[Simh] Design considerations in the J11

Bob Supnik bob at supnik.org
Sat Jul 11 14:09:32 EDT 2020


The J11 was started in mid 1979, in the subsection of Small Systems 
Engineering (the low-end PDP11 group) that handled microprocessor 
design. In the prior six months, I had been working as a systems 
analyst/product strategist in SSE and moonlighting as a microprogrammer 
on the F11 CIS option. I wrote a strategy paper recommending two 
projects: a 32b VLSI VAX and one last PDP11 microprocessor. Both 
recommendations were accepted. The 32b VLSI project was Scorpio (V11), 
and the PDP11 project was J11.

J11 was intended to converge the three different lines of PDP11 
development that had emerged in the early and mid 70s:

- Low end systems (11/05 -> LSI11 -> F11)
- Mid range systems (11/40 -> 11/34 -> 11/44)
- High end systems (11/45 -> 11/70)

It would be the logical successor to the LSI11 and F11 in the Qbus board 
and systems space, but it would have the performance and features of the 
high-end processors, including the never-shipped MPs.

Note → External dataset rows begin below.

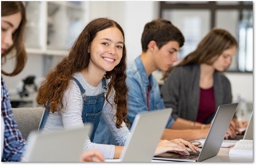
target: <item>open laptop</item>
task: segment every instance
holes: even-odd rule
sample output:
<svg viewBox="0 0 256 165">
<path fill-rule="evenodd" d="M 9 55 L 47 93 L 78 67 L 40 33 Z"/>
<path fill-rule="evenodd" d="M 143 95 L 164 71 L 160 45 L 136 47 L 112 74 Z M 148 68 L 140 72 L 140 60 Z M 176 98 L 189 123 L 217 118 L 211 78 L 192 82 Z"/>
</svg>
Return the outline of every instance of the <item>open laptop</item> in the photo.
<svg viewBox="0 0 256 165">
<path fill-rule="evenodd" d="M 138 114 L 120 159 L 106 161 L 151 162 L 172 111 L 169 108 Z"/>
<path fill-rule="evenodd" d="M 79 162 L 86 137 L 91 130 L 91 124 L 88 123 L 77 129 L 31 132 L 22 161 Z"/>
<path fill-rule="evenodd" d="M 220 105 L 214 118 L 204 145 L 200 153 L 190 153 L 190 155 L 181 155 L 165 153 L 156 155 L 154 160 L 175 161 L 202 161 L 216 155 L 221 148 L 225 134 L 236 112 L 238 103 Z"/>
<path fill-rule="evenodd" d="M 245 134 L 243 139 L 244 140 L 253 140 L 253 112 L 251 114 L 249 122 L 245 130 Z"/>
</svg>

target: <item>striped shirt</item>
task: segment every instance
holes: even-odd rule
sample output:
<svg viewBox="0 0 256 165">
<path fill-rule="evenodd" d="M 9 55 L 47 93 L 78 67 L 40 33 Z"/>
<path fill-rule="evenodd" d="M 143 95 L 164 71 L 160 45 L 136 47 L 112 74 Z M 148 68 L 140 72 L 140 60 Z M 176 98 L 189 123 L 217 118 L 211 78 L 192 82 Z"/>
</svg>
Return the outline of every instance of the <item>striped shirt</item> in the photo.
<svg viewBox="0 0 256 165">
<path fill-rule="evenodd" d="M 87 96 L 97 95 L 103 92 L 102 82 L 101 81 L 97 87 L 94 87 L 82 76 L 80 72 L 74 74 L 75 77 L 86 89 Z M 114 92 L 109 96 L 108 100 L 114 105 Z M 83 126 L 82 119 L 83 109 L 83 99 L 80 89 L 73 80 L 70 80 L 67 89 L 64 92 L 62 99 L 63 108 L 58 111 L 49 114 L 46 118 L 45 125 L 42 132 L 51 131 L 59 129 L 73 129 Z M 102 115 L 109 129 L 115 137 L 116 141 L 120 145 L 124 145 L 130 132 L 124 122 L 122 124 L 120 129 L 116 126 L 116 109 L 115 106 L 112 107 L 107 101 L 105 101 L 102 109 Z M 91 142 L 87 137 L 83 147 L 83 151 L 97 149 L 102 153 L 105 159 L 113 159 L 115 153 L 115 146 L 105 144 L 95 144 Z"/>
<path fill-rule="evenodd" d="M 26 141 L 13 119 L 10 97 L 5 83 L 1 77 L 1 111 L 4 122 L 4 146 L 2 161 L 19 161 L 25 148 Z"/>
</svg>

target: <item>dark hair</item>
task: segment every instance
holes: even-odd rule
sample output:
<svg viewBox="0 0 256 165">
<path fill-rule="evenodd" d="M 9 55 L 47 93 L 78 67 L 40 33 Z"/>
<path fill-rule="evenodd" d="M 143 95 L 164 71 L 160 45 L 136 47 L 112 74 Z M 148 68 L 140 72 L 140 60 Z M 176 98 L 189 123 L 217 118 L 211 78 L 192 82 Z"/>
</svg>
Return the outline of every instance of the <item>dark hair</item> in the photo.
<svg viewBox="0 0 256 165">
<path fill-rule="evenodd" d="M 27 61 L 27 55 L 24 43 L 24 31 L 26 22 L 25 6 L 20 1 L 1 1 L 1 17 L 20 12 L 22 20 L 19 27 L 12 35 L 13 44 L 5 50 L 1 56 L 2 63 L 6 61 L 6 56 L 12 50 L 16 53 L 13 57 L 16 58 L 16 65 L 11 73 L 7 73 L 1 69 L 1 73 L 6 76 L 13 76 L 19 73 Z"/>
<path fill-rule="evenodd" d="M 181 31 L 170 21 L 157 19 L 147 23 L 141 36 L 141 45 L 143 52 L 147 50 L 147 46 L 151 41 L 155 41 L 159 49 L 172 41 L 179 42 L 181 47 L 184 42 L 184 36 Z"/>
<path fill-rule="evenodd" d="M 196 50 L 189 54 L 178 65 L 169 69 L 162 79 L 166 78 L 172 70 L 178 66 L 203 63 L 212 65 L 225 50 L 233 46 L 238 47 L 237 41 L 229 32 L 212 28 L 199 43 Z"/>
<path fill-rule="evenodd" d="M 68 56 L 64 58 L 47 75 L 38 91 L 37 101 L 39 104 L 44 104 L 45 107 L 50 108 L 53 112 L 56 111 L 57 108 L 63 107 L 61 101 L 64 91 L 73 74 L 87 68 L 89 65 L 90 55 L 88 50 L 90 43 L 97 33 L 112 27 L 117 27 L 120 30 L 124 40 L 123 29 L 113 20 L 105 18 L 97 18 L 92 20 L 86 26 L 74 43 Z M 105 75 L 106 78 L 111 78 L 108 84 L 106 100 L 108 101 L 108 96 L 112 88 L 116 92 L 114 101 L 117 105 L 116 126 L 118 128 L 120 127 L 123 121 L 128 124 L 126 119 L 127 92 L 125 84 L 126 58 L 126 51 L 124 45 L 123 56 L 120 63 L 112 71 L 106 72 Z M 47 101 L 49 101 L 49 106 L 47 105 Z"/>
</svg>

This led to the basic requirements:

- 11/70 feature set (two general register sets, three modes, PIRQ, cache 
support, I and D space), plus more recent add-ons, like CSM and 
interlocking ASRB.
- 11/70 class performance, by running at 5Mhz (200ns cycle time).
- Integral and accelerated floating point.
- CIS option.

Some features were dropped, like the trapping (as opposed to faulting) 
memory management modes; they were not used by RSTS/E or RSX11M+. And an 
opportunity was missed: to use bits in the PDR to increase physical 
memory space beyond 4MB.

By the time J11 finally shipped in 1983, the "all-in on VAX" strategy, 
promulgated by Gordon Bell before he left, was in full swing, and 
further technology investments in PDP11 CPUs were discouraged. 
Accordingly, the CIS option was dropped, as was any thought of a 
successor product. Dom LaCava and Jesse Lipcon spun variants on J11 
through the end of the 80s and made the PDP11 group one of the most 
profitable in DEC. In the 90s, Mentec created a PDP11 CPU (M11) using 
off-the-shelf VLSI parts, and then reimplemented it as an ASIC (M1).

A couple of anecdotes:

- In order to have a "CAD forward" strategy, with tools replacing paper 
design, I asked Dick Clayton, the responsible VP, for a dedicated KS10 
(1/3 of a mip!) for the project. He thought this was totally outrageous 
- a dedicated time-sharing system for just one team! - but eventually 
authorized the acquisition.
- The Harris team had no experience with high-speed design and some its 
issues, such as metastability. The first schematics were filled with 
hazards. The chief Harris circuit designer was summoned to Hudson MA, 
and Bob Stewart - who had discovered and fixed the metastability issues 
in the 11/45 - patiently taught a multi-hour tutorial on metastability 
and the need for stacked flip-flops. The Harris designer kept proposing 
workarounds, and Bob patiently analyzed the results and showed that the 
hazard has simply been moved somewhere else.
- Interconnect verification (IV) on the T11 had taken months of tedious 
hand labor, and it was only 17,000 transistor sites. The J11 was much 
larger. Accordingly, the J11 team hired a small army of summer students 
to create a machine-readable netlist from the paper circuit schematics 
and used the KS10 to do computer based IV - a first for DEC.